As the ability to exist independently from the artist is considered a fundamental prerequisite for an artwork to be both collected and sold, this lack of autonomy excluded performance works from entering the market or collections. Works now entering collections have either been created in such a way as to no longer be dependent on the artist as performer or consist of older works which, where the artist might once have performed a work, they are reframed to offer an alternative performer. Despite efforts to reframe performance works as independent of the artist that made them, in practice, artists’ ongoing relationships with their works is stronger than in more traditional genres. The process of rehearsal and direction to realise the artist’s specific vision for a performance fall outside the museum’s traditional remit and so the artist has to re-engage with the collecting institution and with the work when a performance is re-performed or displayed.
Changing traditional approaches
These works demand pioneering research to suggest how traditional approaches to conservation and collection management of collections – based on the assumption that a museum object is materially bound and fixed – needs to change. Performance art, which is non-material, is at odds with long-established systems and processes for managing art as a material object. There is an urgent need for scholarly and practice-based reflection on the conceptual and practical challenges of accessioning performance based artworks.
Researching emerging practices and models
This research network brings together Dutch and British academic scholars and museum professionals to explore how museums can respond to these challenging works that destabilise core assumptions about the nature of collections and conservation. The network will offer alternative models to benchmark emerging practice. It has the potential to change policy related to the way in which the artist-museum relationship is framed and in the custodianship of these types of works.
By bringing academic scholars and research practitioners together and by combining art-historical research with ethnographic research into museum practices, the network aims to contribute to an empirically informed understanding of the hybrid processes that affect the meaning and identity of these artworks, and has the potential to develop new areas of research in this area. The network aims to initiate a sustainable collaborative partnership between three institutions in this field: Tate, Maastricht University, Van Abbemuseum. Its activities are directed at generating legacy beyond the two year period and will draw on, engage with and be informed by past research projects and networks.
The key network themes are:
- Continuity and change in relation to artists’ performances, collecting and conservation practice.
- Dance, theatre and activism practice in relation to the documentation and conservation of performance or performative art.
- Ideas of autonomy and authenticity and the performing arts of dance and theatre in order to conceptualise the relationship between the artist, the artwork, the performer and the museum.
- Changing understandings of performativity in artworks in relation to display or audience interpretation both ‘live’ within the gallery and mediated through video or the internet.
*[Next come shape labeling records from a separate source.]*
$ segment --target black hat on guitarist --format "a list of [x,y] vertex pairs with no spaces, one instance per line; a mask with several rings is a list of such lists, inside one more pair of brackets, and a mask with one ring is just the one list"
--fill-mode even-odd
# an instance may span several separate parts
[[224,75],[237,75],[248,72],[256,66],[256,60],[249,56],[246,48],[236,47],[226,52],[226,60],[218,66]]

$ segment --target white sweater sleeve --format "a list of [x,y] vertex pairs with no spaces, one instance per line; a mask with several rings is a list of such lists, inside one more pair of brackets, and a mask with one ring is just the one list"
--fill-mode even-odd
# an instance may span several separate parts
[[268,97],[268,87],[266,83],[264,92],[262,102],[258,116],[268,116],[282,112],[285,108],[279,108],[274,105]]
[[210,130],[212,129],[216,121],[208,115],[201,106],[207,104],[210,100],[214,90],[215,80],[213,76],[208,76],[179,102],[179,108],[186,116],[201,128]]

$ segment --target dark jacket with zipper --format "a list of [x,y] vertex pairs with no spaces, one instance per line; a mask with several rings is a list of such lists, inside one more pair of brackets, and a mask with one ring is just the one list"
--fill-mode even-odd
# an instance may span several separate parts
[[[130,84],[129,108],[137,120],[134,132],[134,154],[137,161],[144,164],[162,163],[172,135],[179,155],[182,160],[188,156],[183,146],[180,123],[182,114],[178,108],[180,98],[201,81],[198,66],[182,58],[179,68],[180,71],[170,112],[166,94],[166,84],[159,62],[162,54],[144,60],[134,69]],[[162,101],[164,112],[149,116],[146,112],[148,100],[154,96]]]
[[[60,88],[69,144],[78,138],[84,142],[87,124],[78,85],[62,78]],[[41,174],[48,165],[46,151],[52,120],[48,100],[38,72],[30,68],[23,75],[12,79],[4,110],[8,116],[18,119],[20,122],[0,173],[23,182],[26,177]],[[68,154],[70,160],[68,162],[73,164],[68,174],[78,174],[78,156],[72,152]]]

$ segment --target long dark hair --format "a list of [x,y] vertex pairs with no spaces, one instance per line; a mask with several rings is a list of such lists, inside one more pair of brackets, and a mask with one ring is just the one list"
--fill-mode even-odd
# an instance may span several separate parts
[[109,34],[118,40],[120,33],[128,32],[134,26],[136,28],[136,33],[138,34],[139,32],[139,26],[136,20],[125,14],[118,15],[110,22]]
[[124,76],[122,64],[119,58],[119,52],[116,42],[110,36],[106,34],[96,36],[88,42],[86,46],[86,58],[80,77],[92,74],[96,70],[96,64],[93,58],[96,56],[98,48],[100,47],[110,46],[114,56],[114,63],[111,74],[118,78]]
- Alternative scientific models from the biological, environmental or social sciences and alternative conceptual frameworks for the conservation of artists’ performances within the museum.
The first network meeting was held on the 25 September 2012 and considered how legacy is created within a dance tradition.
Boris Charmatz presented a public keynote on the evening of 24 September at Tate Modern.
The second network meeting was held on the 8 March 2013 at the Van Abbemuseum, in Eindhoven and considered a strand of performance-based work which either references activism or can be considered as social or political activism. The meeting looked at the different forms these works might take, both as live events and as installations or archives, and examined the idea of the uncollectible.
Tania Bruguera presented a public keynote on the 7 March 2013 at the Van Abbemuseum.
Tim Etchells presented a public keynote on 25 November 2013 in the Starr Auditorium at Tate Modern.
Drawing on his work and collaborations across disciplines – from theatre, performance and dance, to visual art and literature – Etchells’s keynote explores the different frameworks and economies by which live works persist and circulate after initial presentations. Touching upon topics such as score, documentation and archive, repetition and transformation, liveness and presence, Etchells addresses some of the key issues relating to performance, its place in culture and its much vaunted (though sometimes mourned) transience.
The third network meeting was be held on 26 November 2013 at Tate Modern and reflected on performance and theatre.
Supported by the Arts and Humanities Research Council and the Netherlands Organisation for Scientific Research 2012–2013.